Statistical analysis, modeling, and optimization of thrust force and surface roughness in high-speed drilling of Al–Si alloy

Abstract

The needs to rapid manufacture of automotive components have led to the extensive uses of high-speed drilling in hole-making operation. However, issues such as uncontrollable thrust force and hole quality need to be addressed effectively in order to have full benefit of high-speed machining. Modeling the effect of drilling parameters on the machining responses can be a useful approach in controlling the thrust force and surface quality of the hole. This article reports on the development of mathematical models for thrust force ( Ft) and surface roughness ( Ra) during high-speed drilling of Al–Si alloy using uncoated carbide tools. Central composite design coupled with response surface methodology was used to predict the Ft and Ra values in relation to the primary machining variables such as cutting speed and feed rate. Second-order polynomial models were developed for both responses, and the adequacy of models was verified by analysis of variance.
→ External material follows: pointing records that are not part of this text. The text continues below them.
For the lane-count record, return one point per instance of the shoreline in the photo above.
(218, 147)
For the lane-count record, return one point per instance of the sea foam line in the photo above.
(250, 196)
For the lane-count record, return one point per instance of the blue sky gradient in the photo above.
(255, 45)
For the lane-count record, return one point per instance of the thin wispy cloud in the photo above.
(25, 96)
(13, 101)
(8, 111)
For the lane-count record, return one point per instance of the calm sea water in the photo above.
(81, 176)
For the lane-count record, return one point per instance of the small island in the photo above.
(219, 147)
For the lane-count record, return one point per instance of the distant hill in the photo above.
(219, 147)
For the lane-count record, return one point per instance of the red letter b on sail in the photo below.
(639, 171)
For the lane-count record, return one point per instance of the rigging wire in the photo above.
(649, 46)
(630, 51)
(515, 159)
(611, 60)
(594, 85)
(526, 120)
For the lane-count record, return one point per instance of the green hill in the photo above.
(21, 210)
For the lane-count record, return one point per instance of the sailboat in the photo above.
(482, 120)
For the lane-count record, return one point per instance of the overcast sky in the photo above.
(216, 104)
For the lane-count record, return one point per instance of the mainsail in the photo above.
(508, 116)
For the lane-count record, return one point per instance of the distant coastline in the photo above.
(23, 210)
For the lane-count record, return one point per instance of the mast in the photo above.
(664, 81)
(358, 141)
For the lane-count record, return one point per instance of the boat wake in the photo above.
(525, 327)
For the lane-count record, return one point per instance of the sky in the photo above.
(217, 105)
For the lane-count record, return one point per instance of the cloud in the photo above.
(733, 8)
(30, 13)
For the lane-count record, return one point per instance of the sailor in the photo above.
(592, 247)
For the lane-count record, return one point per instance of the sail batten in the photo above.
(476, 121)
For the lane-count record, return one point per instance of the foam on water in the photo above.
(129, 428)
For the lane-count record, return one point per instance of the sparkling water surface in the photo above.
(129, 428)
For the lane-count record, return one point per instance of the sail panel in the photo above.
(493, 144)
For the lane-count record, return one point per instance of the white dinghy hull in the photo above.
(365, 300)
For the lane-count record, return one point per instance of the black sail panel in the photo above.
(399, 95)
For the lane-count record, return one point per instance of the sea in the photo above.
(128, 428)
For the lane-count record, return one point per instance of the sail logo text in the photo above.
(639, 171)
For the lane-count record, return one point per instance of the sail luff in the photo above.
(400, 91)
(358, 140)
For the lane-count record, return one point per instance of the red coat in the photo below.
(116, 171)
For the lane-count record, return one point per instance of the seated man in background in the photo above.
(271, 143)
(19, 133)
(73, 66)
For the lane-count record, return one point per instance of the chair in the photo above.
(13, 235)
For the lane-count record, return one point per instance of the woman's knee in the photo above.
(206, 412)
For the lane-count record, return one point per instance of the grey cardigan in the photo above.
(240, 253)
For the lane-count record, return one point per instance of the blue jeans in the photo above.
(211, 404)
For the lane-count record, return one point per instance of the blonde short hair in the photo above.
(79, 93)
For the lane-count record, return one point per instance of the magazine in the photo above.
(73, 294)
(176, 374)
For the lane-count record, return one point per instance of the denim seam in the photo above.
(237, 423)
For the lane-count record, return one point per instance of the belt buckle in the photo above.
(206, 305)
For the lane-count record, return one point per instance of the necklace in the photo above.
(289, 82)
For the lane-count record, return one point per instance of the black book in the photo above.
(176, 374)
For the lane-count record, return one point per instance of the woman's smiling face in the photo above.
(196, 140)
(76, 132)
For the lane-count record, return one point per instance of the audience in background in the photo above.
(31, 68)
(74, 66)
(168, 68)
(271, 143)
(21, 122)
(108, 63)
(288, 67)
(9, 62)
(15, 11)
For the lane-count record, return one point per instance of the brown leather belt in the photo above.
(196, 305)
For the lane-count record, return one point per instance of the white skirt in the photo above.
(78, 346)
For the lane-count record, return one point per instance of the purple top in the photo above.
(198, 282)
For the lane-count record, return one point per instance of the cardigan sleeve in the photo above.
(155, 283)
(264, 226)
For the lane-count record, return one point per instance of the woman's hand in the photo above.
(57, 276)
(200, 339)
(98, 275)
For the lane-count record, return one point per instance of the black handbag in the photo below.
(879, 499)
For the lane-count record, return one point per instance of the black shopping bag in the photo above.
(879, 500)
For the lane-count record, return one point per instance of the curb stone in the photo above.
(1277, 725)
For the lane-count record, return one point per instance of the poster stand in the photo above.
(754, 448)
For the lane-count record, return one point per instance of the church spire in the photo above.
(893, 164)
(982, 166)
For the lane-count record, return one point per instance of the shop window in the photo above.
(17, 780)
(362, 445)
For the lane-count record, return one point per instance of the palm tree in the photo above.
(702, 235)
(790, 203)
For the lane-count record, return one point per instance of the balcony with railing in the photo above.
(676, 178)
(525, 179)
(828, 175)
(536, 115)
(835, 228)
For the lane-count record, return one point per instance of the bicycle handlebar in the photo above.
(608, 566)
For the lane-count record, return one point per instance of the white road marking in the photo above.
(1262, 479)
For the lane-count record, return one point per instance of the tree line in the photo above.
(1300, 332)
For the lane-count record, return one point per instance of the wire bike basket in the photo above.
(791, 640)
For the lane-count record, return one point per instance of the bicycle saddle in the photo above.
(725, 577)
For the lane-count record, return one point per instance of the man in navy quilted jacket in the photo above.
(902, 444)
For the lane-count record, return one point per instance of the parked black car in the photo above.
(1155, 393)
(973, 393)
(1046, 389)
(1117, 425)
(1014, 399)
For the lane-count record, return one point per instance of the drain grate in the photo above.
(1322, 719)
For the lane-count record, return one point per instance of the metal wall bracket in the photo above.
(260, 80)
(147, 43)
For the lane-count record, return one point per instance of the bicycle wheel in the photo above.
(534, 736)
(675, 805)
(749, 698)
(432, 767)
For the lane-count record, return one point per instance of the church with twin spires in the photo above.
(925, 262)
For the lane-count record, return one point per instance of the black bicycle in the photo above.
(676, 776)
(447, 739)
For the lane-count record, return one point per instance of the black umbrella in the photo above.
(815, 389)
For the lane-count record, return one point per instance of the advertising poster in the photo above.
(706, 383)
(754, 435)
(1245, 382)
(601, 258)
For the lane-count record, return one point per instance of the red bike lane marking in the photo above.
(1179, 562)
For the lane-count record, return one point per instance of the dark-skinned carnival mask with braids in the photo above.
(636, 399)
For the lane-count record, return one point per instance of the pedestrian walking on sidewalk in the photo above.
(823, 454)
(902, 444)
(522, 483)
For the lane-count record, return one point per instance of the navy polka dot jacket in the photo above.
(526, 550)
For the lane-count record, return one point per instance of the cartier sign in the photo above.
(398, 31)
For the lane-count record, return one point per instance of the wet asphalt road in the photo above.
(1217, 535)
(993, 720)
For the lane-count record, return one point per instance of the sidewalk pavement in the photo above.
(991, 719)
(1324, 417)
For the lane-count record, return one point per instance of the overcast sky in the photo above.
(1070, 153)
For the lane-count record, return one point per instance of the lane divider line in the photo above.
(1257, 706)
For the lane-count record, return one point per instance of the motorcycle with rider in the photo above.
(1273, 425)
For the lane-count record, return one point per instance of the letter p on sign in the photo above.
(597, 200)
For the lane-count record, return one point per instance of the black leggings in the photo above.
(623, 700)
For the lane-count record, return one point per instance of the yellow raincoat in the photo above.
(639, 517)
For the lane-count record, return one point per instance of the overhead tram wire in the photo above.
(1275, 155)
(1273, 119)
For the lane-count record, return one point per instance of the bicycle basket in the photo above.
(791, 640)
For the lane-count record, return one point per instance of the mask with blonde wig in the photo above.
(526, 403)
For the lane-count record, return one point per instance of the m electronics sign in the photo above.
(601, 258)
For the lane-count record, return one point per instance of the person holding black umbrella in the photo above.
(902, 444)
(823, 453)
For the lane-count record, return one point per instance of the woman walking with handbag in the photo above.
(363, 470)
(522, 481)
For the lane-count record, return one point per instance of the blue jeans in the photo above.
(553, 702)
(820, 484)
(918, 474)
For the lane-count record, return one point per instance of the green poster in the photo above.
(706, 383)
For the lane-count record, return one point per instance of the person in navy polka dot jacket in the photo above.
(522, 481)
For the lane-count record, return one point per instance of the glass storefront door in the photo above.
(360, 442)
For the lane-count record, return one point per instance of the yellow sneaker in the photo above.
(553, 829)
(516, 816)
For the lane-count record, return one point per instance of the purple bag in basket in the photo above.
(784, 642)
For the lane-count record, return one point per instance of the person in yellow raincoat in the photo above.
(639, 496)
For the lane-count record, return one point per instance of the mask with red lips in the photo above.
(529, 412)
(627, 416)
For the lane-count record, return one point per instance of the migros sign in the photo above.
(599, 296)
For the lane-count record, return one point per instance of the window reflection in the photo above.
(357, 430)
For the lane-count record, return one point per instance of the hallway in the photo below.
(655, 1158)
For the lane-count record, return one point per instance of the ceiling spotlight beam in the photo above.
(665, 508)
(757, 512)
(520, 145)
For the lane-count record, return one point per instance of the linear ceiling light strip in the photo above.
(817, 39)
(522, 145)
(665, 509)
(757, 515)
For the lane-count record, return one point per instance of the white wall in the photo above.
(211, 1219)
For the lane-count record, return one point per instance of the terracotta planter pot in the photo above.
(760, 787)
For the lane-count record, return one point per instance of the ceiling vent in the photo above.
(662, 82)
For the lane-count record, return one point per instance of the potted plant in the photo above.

Results show the goodness of response surface methodology in the development of mathematical models in explaining the variation of thrust force and surface roughness by relating them to the variations of cutting parameters. In the developed models, linear effects of cutting parameters have the highest contribution to the thrust force model, while their quadratic effects are the significant terms influencing the surface roughness. Consequently, the optimum cutting condition was predicted at the high and low levels of cutting speed and feed rate, respectively.